Duh kok agak horor ya malam Jumat begini nulis tentang kematian. Tenang, ini bukan tulisan tentang setan dan kaumnya. Saya ingin bercerita tentang perbincangan beberapa hari lalu dengan suami.
Dua tahun lalu, saya pernah menuliskan topik tentang kematian di blog ini. Lebih lengkapnya, bisa dibaca di sini. Dulu, saat belum menikah, membicarakan kematian adalah hal yang saya hindari. Kayak ga ada topik pembicaraan yang lebih menarik lainnya kan. Ngeri takut kejadian kalau ngobrol tentang kematian. Setelah menikah, budaya di Belanda ternyata berbeda. Membicarakan kematian jadi hal yang biasa, setidaknya di lingkungan keluarga kami dan beberapa rekan yang kami kenal.
Pada akhirnya, saya jadi biasa membicarakan tentang kematian. Jadi semacam, ya biasa saja. Jadi lebih realistis, ya memang meninggal itu butuh dipersiapkan. Lebih realistis ya semua orang memang ujung-ujungnya akan meninggal. Dulu, saya sudah wanti-wanti suami kalau saya meninggal terlebih dahulu, ingin dikuburkan dekat Bapak. Jadi jenazah saya, minta dipulangkan ke Indonesia. Karena keinginan yang seperti itu, kami lalu mencari informsi tentang asuransi, supaya nanti tidak kelabakan. Asuransi pemakanan, super mahal.
Lalu beberapa hari lalu, saat saya sedang mencuci peralatan masak, tiba-tiba terlintas : kenapa harus dikuburkan di Indonesia ya kalau saya meninggal. Dulu ingin dimakamkan dekat Bapak dengan alasan supaya keluarga di sini tetap bisa untuk sesekali ke Indonesia menengok kuburan saya dan Bapak juga bisa bertemu dengan keluarga di sana. Jadi tidak putus hubungan dengan keluarga di Indonesia.
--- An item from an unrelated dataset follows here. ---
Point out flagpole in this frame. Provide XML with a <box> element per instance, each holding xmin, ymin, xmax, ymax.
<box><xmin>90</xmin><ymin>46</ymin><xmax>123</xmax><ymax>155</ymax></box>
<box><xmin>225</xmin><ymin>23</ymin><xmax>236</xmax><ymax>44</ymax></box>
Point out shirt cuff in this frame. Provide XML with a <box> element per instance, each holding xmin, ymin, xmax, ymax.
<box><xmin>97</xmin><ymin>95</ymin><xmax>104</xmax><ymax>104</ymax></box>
Lalu saya pikir-pikir lagi, kok ya repot sangat. Sudah jadi jenazah, kok ya jadi merepotkan yang masih hidup dengan harus mengirim ke Indonesia, mendampingi dan harus menempuh perjalanan sebegitu panjangnya. Padahal keinginan saya (dan suami), kalau kami meninggal tidak mau terlalu merepotkan yang sudah hidup.
Atas dasar pikiran yang tiba-tiba terlintas tersebut, saya utarakan ke suami kalau saya membatalkan rencana untuk dikuburkan di Indonesia. Saya ingin dikuburkan di Belanda saja. Saya tidak mau merepotkan yang masih hidup. Saya ingin yang simpel dan gampang saja, yang penting khidmat dan dikenang baik oleh keluarga. Yang datang di acara pemakaman juga hanya keluarga inti dan teman sangat dekat. Keluarga di Indonesia tidak perlu datang supaya tidak repot. Bahkan saya juga bilang, kalau misalkan tidak ada lahan untuk mengubur, dikremasi pun tidak masalah. Intinya, jangan dibuat susah dan tidak merepotkan. Sudah seikhlas itu.
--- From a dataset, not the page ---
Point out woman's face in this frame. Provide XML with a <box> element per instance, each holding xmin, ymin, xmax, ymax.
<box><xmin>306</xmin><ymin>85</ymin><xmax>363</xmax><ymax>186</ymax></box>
Tanggapan suami : Ok, nanti mau diputarkan lagu apa waktu jenazah kamu disemayamkan. Bonjovi atau Coldplay?
Hahaha sungguh saya langsung tergelak. Belum terpikirkan tentang hal itu. Tapi saya sudah lega menyampaikan keinginan tersebut. Meninggal tanpa merepotkan yang masih hidup. Sederhana tapi manis dikenang. Obrolan macam ini memang sering kami lakukan.
Saya menulis begini jangan langsung dijadikan sebuah pertanda atau firasat atau apapun ya. Yang namanya umur tidak ada yang tahu. Inginnya diberikan kesehatan yang baik dan umur yang berkah. Ingin hidup yang lebih lama, berjodoh lama dengan suami, dan bersama dengan keluarga lebih lama. Utang puasa masih banyak dan belum lunas nih, jadi berdoa usia dipanjangkan.
Kalian pernah memikirkan tentang hal ini, atau sering ngobrol dengan pasangan tentang kematian?